Brand (n): (1) your identity in the business, (2) your own unique take on an established genre, (3) how you write to and interact with a certain audience as only you can. With consistent, high performance, your name will eventually become synonymous with your brand.
Though I will on rare occasion sign a one-book author, my favorite part of being an agent is managing authors over the long term, building careers by strengthening brands. As with any aspect of the author/agent relationship, this works best when the author is passionately working toward the same goal, something I look for right away when I receive a submission.
If I’m in a conference pitch session, and the author isn’t conveying a clear brand, I’ll often ask them to consider an unlikely but useful scenario: if they get a five-book deal today, in which genre would they want it to be? I then have them describe the themes and characteristics shared by all of the books in their long-term literary investment.
Every author is different, but in the overwhelming majority of cases, readers won’t have a firm grasp on what you write after your first book. Or at least, after one or two books, they won’t yet be confident that everything you write will provide a certain kind of experience. You’ll need to consistently deliver, satisfying a certain kind of reader with a certain kind of story until they trust that your next book will similarly deliver. These days, that often starts happening after you’ve published about five successful books in a row. Once you’ve built that trust, the reader shifts from wanting to buy a certain type of novel that you just happened to write, to wanting to buy your new novel.

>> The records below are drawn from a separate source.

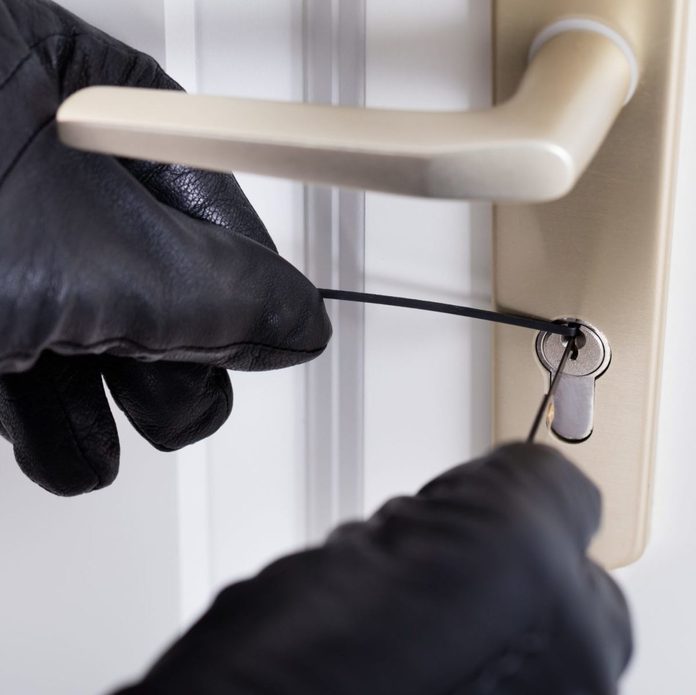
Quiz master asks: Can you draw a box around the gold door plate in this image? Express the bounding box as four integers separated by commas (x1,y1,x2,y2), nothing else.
493,0,688,567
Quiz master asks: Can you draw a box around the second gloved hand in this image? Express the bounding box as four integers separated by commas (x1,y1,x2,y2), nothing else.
0,0,331,495
115,444,632,695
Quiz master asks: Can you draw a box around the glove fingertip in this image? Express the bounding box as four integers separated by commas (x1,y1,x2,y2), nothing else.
102,360,233,452
0,353,120,496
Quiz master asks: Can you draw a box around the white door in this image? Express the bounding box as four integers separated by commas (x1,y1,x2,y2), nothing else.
1,2,695,694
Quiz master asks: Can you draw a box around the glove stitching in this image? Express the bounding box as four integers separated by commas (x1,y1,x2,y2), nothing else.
0,31,84,91
0,30,167,190
0,47,32,91
0,116,54,189
0,33,90,188
0,28,174,102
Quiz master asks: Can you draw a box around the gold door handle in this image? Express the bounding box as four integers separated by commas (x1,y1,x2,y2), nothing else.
56,19,637,202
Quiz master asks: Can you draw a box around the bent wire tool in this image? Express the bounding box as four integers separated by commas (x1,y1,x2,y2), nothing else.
320,288,578,443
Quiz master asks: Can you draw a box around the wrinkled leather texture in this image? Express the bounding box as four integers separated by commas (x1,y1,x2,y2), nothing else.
0,0,331,495
114,444,632,695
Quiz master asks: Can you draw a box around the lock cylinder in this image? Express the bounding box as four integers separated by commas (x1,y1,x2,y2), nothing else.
535,320,611,443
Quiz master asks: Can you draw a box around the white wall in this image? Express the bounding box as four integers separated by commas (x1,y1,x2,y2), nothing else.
188,0,309,597
363,0,492,513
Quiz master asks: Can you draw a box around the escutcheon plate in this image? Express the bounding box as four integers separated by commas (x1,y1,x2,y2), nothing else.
493,0,688,567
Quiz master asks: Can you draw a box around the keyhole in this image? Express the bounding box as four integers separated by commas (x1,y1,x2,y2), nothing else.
562,328,587,361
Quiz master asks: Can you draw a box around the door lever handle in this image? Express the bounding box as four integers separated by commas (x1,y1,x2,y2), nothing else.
56,19,637,202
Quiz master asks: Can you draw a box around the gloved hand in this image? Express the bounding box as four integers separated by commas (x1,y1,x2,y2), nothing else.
0,0,331,495
114,444,632,695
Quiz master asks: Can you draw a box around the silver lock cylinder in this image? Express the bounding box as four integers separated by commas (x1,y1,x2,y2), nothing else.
535,320,611,443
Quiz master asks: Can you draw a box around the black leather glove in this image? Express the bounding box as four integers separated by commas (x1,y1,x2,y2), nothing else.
0,0,331,495
114,444,632,695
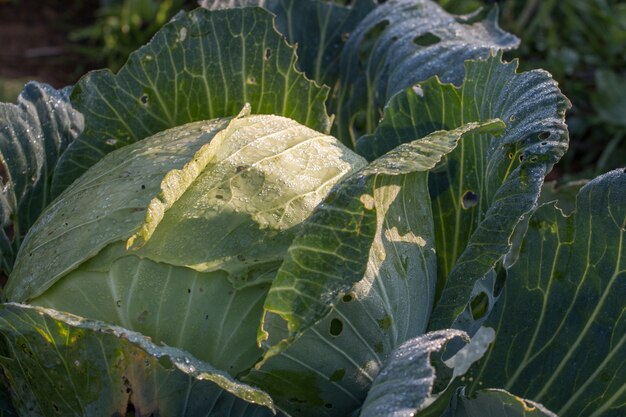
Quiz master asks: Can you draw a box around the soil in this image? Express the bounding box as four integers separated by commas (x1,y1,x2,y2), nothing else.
0,0,100,89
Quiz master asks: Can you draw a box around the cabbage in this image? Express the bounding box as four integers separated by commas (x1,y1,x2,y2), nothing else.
0,2,623,417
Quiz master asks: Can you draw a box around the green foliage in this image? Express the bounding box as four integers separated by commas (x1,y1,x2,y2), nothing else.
0,1,623,417
466,169,626,417
436,0,626,178
71,0,192,71
499,0,626,178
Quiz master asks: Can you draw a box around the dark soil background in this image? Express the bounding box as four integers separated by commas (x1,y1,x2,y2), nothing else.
0,0,100,89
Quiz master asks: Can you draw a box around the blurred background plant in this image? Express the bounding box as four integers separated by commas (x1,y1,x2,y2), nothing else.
71,0,190,71
439,0,626,179
0,0,624,178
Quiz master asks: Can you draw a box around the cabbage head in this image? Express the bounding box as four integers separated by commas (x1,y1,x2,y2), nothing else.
5,107,366,378
1,3,622,417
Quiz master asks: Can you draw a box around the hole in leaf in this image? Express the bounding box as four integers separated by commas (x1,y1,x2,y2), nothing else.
330,368,345,381
329,318,343,336
126,400,136,414
246,75,256,85
412,84,424,96
140,94,148,105
377,315,392,330
325,403,333,409
358,20,389,66
342,293,354,302
414,32,441,47
264,48,272,60
507,152,514,159
538,131,550,140
519,154,525,162
470,292,489,320
461,191,479,209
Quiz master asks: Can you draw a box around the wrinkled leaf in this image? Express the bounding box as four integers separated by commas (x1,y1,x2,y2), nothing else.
8,110,363,374
7,115,233,303
442,389,557,417
0,303,277,417
335,0,518,144
359,330,467,417
358,53,570,331
466,169,626,417
200,0,376,87
261,120,504,346
360,326,498,417
247,121,503,417
52,7,330,195
0,82,83,274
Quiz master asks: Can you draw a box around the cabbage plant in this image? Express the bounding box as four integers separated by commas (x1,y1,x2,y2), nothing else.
0,1,623,417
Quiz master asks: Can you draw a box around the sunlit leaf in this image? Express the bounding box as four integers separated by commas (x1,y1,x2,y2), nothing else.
52,7,330,195
247,121,503,417
358,53,570,331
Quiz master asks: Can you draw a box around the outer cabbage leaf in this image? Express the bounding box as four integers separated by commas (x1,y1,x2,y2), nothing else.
441,389,557,417
465,169,626,417
200,0,376,87
52,7,330,195
335,0,519,145
358,53,570,331
359,329,467,417
8,109,364,375
245,121,504,417
0,83,83,274
0,303,278,417
7,115,233,302
359,327,500,417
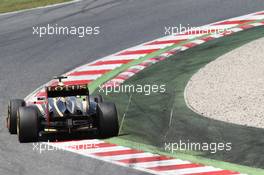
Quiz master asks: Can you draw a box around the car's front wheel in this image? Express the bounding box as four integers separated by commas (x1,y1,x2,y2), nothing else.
17,107,39,143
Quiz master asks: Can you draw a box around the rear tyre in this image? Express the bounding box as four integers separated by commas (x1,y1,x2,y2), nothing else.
17,107,39,143
7,99,25,134
97,102,119,138
94,95,103,103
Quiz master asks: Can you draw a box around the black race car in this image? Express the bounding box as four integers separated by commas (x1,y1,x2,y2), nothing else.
6,76,119,142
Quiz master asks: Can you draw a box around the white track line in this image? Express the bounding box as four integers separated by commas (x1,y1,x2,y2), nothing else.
165,166,222,175
77,64,123,71
81,146,130,154
131,44,173,50
129,65,146,70
118,71,135,77
104,153,157,161
134,159,191,168
191,39,206,45
233,14,264,20
47,139,104,147
66,74,102,81
100,55,142,61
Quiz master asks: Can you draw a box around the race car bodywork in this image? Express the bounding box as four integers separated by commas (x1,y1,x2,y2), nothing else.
6,76,119,143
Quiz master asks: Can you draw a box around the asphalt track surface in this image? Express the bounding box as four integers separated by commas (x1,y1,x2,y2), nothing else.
1,0,264,175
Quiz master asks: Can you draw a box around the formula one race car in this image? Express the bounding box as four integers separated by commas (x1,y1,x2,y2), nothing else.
6,76,119,142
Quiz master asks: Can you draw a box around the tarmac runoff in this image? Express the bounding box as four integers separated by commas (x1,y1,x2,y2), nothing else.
185,37,264,129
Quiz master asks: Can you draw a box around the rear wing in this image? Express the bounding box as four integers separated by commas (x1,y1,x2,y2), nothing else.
46,84,89,97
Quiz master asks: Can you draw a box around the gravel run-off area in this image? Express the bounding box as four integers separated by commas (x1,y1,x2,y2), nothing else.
185,37,264,129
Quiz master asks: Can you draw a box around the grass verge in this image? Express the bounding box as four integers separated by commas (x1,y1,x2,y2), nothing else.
0,0,72,13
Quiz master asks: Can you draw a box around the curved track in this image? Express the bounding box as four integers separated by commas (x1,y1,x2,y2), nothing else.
1,0,264,174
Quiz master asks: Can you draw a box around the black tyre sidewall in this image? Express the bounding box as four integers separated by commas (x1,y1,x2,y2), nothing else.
17,107,39,143
97,102,119,138
8,99,25,134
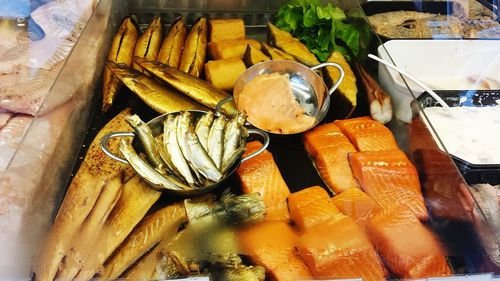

When you’re just starting out, this may seem like a chicken-and-egg dilemma. If it takes five books to establish a brand, how can you convey a clear brand before you’ve published your first novel?
Lamented by some writers and welcomed by others is the fact that the job of an author today is not just to write. You’ll need a website and a social media presence as a way of connecting with fans. Sometimes, your publishing contract will even require it. And the same way that you know by your uncle Jeff’s Twitter feed that he’s a left-wing/right-wing/chicken-wing political extremist, your future reader (or agent) could know that you’re passionate about space-opera sci-fi or romantic YA contemporary from a certain marginalized culture, for example.
That’s how we knew what to expect from a then-unpublished writer named Kerry Lonsdale. Know this: if an agent likes your submission, they will Google you before offering representation. It’s in our best interest to know what we’re getting into. In Kerry’s case, she had secured her name as a website URL and social media profiles, which automatically gives the impression that she means business. But the clincher there wasn’t just that she was present; she was working to clearly define herself by establishing a specific presence. In her case, there was a lot of seaside imagery, and terms like “beach reads,” “page-turning,” and “suspenseful” appeared often. Her bio listed that she was a co-founder of the Women’s Fiction Writers Association and had placed several times in Romance Writers of America unpublished manuscript contests. The writers she was connecting with online often fell under the genre of women’s suspense fiction. Altogether, it was a nice Venn diagram that defined her place in the market before she even had an agent, let alone a book deal.
She had a couple of manuscripts in the works, and given her online presence, they were exactly what you’d expect. They both took place near the ocean, dealt with family drama and fraught romantic relationships, offered a looming quality of page-turning suspense, and were led by complex, active women. The actual storylines were, of course, unique, but both manuscripts offered similar experiences to a similar kind of reader. Perfect. She talked the talk and walked the walk.
Kerry’s debut novel, EVERYTHING WE KEEP, went on to move over a million units in the first year and spawn a WSJ-bestselling trilogy. This week will see the release of LAST SUMMER, her fifth book of women’s suspense fiction, a bit darker and more ambitious than the previous four, but still well fit for the brand she had on day one. And though I can’t talk about it yet, her book coming out in 2020 will branch out even more while still remaining friendly to her brand.
The goal here is nothing new. After dozens of novels published and numerous bestsellers, horror fans don’t typically describe Stephen King’s next novel as much as they just say, “I want to read the new Stephen King.” With the proper branding, we want fans of page-turning women’s suspense saying, “I want to read the new Kerry Lonsdale,” and these days, we’re starting to hear that a lot.